ところが、そんな時期にも関わらず「明日は行くから」「今日は行くから」と、わざわざ自分から言ってくる日があります。そんな時、私は心の中でそっとつぶやきます。「これは何かあるな」と。
「あ、ありがと!」息子に答えつつ、おやつなのか、それとも最近気にしているスキンケア用品なのか。あれこれ想像しながらも、あえて口には出さず、いつも通り一緒に買い物へ出かけます。
そしてその予感は、ほぼ間違いなく的中します。
「肌荒れに効く乳液が欲しいんだけど…」
「このお菓子、美味しいらしいんだよね」
など、少し遠慮がちに、しかししっかりとした目的を持っておねだりしてくるのです。
その様子がまた可愛らしく、私は「いいよ」とつい笑顔で応えてしまいます。
ただ最近は、この年頃のコスメが意外と高価なものも多く、レジで「おっ…」と少し驚くことも増えました。

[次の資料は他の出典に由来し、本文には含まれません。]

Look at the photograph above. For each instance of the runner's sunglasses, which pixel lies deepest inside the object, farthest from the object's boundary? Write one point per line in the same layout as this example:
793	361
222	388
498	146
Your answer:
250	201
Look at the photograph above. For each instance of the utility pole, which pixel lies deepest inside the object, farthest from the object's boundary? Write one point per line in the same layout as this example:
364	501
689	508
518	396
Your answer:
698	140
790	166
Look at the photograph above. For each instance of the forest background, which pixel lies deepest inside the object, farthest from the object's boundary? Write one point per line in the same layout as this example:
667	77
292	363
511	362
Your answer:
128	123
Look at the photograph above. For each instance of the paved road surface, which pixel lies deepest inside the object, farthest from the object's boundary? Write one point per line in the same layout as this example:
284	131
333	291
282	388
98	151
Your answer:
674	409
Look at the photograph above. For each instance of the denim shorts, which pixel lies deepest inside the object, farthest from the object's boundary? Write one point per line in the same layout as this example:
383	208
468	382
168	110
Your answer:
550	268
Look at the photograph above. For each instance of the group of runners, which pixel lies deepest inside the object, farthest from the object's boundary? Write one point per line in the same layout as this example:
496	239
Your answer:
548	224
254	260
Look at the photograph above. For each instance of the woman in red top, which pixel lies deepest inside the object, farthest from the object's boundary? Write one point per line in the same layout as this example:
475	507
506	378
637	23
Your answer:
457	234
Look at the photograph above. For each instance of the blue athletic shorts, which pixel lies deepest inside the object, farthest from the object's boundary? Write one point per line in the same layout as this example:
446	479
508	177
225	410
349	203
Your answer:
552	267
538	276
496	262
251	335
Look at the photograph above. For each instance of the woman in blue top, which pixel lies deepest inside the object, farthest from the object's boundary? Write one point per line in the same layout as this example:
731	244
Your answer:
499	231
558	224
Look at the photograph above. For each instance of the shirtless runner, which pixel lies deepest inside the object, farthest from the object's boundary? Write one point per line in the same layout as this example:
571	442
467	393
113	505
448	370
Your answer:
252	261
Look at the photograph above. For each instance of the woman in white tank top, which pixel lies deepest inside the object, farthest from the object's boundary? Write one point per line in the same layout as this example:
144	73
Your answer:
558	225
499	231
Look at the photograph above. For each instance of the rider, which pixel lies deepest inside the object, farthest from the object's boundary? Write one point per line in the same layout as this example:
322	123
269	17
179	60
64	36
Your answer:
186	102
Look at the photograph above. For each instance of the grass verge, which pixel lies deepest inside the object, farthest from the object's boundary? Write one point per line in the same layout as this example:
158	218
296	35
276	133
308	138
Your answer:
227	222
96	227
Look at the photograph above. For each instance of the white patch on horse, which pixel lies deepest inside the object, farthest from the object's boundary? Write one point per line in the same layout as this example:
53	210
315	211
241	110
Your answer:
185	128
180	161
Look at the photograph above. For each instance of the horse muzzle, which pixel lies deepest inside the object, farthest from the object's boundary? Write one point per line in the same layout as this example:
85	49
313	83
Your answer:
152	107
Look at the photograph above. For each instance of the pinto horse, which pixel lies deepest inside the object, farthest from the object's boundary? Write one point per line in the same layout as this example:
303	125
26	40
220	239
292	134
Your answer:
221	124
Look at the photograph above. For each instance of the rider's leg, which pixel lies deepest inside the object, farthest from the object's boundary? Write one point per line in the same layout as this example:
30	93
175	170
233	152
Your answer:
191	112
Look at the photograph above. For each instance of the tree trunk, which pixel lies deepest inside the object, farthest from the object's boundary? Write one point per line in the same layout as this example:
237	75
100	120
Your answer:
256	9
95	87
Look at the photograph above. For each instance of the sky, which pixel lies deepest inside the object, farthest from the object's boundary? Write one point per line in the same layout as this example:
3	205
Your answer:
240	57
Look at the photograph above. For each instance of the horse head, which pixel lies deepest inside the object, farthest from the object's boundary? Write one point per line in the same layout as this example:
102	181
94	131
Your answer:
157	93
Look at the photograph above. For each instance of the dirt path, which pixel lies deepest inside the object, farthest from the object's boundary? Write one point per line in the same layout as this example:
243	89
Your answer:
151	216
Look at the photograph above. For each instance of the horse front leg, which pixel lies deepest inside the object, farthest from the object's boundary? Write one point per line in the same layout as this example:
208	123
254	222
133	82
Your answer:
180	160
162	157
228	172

それでも、こうして一緒に買い物に来てくれる時間や、何気ない会話の中にある成長の気配を感じられることの方が、私にとってはずっと大きな価値があります。
下心があるのは分かっている。
それでも、頼ってくれることが嬉しい。
そんなささやかなやり取りの中に、親としての喜びを感じる今日この頃です。
いつかこうした時間も減っていくのかもしれません。だからこそ今この瞬間を大切にしながら少し高い乳液の値段にも、そっと目をつぶっているのです。